Question

Two monoatomic ideal gases 1 and 2 has molecular weights \(\mathrm{m}_{1}\) and \(\mathrm{m}_{2}\). Both are kept in two different containers at the same temperature. The ratio of velocity of sound wave in gas 1 and 2 is $\ldots \ldots \ldots$ (A) \(\sqrt{\left(m_{2} / m_{1}\right)}\) (B) \(\sqrt{\left(m_{1} / m_{2}\right)}\) (C) \(\left(\mathrm{m}_{1} / \mathrm{m}_{2}\right)\) (D) \(\left(\mathrm{m}_{2} / \mathrm{m}_{1}\right)\)

Short answer

The ratio of the velocity of sound wave in gas 1 and 2 is \(\sqrt{\frac{m_{2}}{m_{1}}}\).

Step-by-step solution

Write the formula for the velocity of sound in ideal gases

The formula for the velocity of sound in a monoatomic ideal gas is given by: \(v = \sqrt{\frac{\gamma P}{\rho}}\) Where \(v\) is the velocity of sound, \(\gamma\) is the adiabatic constant (for a monoatomic ideal gas, \(\gamma = \frac{5}{3}\), \(P\) is the pressure of the gas, and \(\rho\) is the density of the gas.

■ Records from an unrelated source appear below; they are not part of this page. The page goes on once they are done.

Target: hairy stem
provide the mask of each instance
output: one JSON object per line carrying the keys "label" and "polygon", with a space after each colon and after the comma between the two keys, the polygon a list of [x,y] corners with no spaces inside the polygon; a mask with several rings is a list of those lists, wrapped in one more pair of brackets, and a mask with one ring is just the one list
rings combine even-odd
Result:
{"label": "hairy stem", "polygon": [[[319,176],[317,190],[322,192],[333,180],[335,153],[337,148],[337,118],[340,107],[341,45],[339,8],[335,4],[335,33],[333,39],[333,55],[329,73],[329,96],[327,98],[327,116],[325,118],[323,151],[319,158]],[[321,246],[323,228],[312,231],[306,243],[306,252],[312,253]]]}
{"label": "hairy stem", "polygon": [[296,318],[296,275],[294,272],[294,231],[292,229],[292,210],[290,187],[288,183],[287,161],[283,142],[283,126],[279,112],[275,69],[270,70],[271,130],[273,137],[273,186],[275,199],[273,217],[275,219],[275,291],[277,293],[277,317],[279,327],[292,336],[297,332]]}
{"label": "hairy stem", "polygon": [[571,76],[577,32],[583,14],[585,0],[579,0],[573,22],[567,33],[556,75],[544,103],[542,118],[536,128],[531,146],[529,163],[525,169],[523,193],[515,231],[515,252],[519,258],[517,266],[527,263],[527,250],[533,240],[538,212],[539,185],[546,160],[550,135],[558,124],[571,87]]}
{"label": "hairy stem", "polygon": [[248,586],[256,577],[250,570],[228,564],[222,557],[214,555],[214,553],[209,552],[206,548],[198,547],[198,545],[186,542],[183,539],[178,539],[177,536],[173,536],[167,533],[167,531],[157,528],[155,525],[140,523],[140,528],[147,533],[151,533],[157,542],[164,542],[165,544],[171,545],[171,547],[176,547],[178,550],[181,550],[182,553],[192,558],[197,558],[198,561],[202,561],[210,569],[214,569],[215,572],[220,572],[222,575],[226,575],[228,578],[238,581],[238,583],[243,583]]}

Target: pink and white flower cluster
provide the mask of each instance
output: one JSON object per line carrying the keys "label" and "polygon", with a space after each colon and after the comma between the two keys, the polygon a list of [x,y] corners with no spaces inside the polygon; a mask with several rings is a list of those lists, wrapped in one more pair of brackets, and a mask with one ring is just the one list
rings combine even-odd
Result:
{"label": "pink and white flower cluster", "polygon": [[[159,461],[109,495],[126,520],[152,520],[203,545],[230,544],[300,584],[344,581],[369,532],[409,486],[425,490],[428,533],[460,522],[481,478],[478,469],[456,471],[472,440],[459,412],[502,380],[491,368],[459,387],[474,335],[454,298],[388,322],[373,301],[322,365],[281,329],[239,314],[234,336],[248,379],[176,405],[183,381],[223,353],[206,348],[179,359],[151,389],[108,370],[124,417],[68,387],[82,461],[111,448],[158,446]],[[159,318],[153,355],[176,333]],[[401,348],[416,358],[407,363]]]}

Write the density in terms of molecular weight

The density of a gas is related to its molecular weight as follows: \(\rho = \frac{mN}{V}\) Where \(m\) is the molecular weight of the gas, \(N\) is the amount of substance, and \(V\) is the volume of the gas.

Substitute the density expression in the formula for the velocity of sound

By substituting the expression for density (\(\rho = \frac{mN}{V}\)) into the formula for the velocity of sound, we have: \(v = \sqrt{\frac{\gamma P}{\frac{mN}{V}}}\)

Simplifying the formula for the velocity of sound

Now if we simplify the above formula, we get: \(v = \sqrt{\frac{\gamma PV}{mN}}\)

Relate the pressure, volume, amount of substance, and temperature for ideal gases

According to the ideal gas law: \(PV = NRT\) Where \(R\) is the gas constant, and \(T\) is the temperature.

Find the expressions for the velocities of sound in both gases

For the gases 1 and 2 at the same temperature, the ideal gas law becomes: \(P_1V_1 = N_1RT\) \(P_2V_2 = N_2RT\) Now, we can find the expressions for the velocities of sound in both gases using these equations and the simplified formula for the velocity of sound: \(v_1 = \sqrt{\frac{\frac{5}{3}P_1V_1}{m_1N_1}} = \sqrt{\frac{\frac{5}{3}N_1RT}{m_1N_1}} = \sqrt{\frac{5R}{3m_1}T}\) Similarly for gas 2, \(v_2 = \sqrt{\frac{5R}{3m_2}T}\)

Find the ratio of velocities

To find the ratio of velocities of sound in gas 1 and 2, divide \(v_1\) by \(v_2\): \(\frac{v_1}{v_2} = \frac{\sqrt{\frac{5R}{3m_1}T}}{\sqrt{\frac{5R}{3m_2}T}} = \sqrt{\frac{\frac{5R}{3m_1}T}{\frac{5R}{3m_2}T}} = \sqrt{\frac{m_2}{m_1}}\) The ratio is equal to \(\sqrt{\frac{m_2}{m_1}}\). Therefore, the correct answer is (A).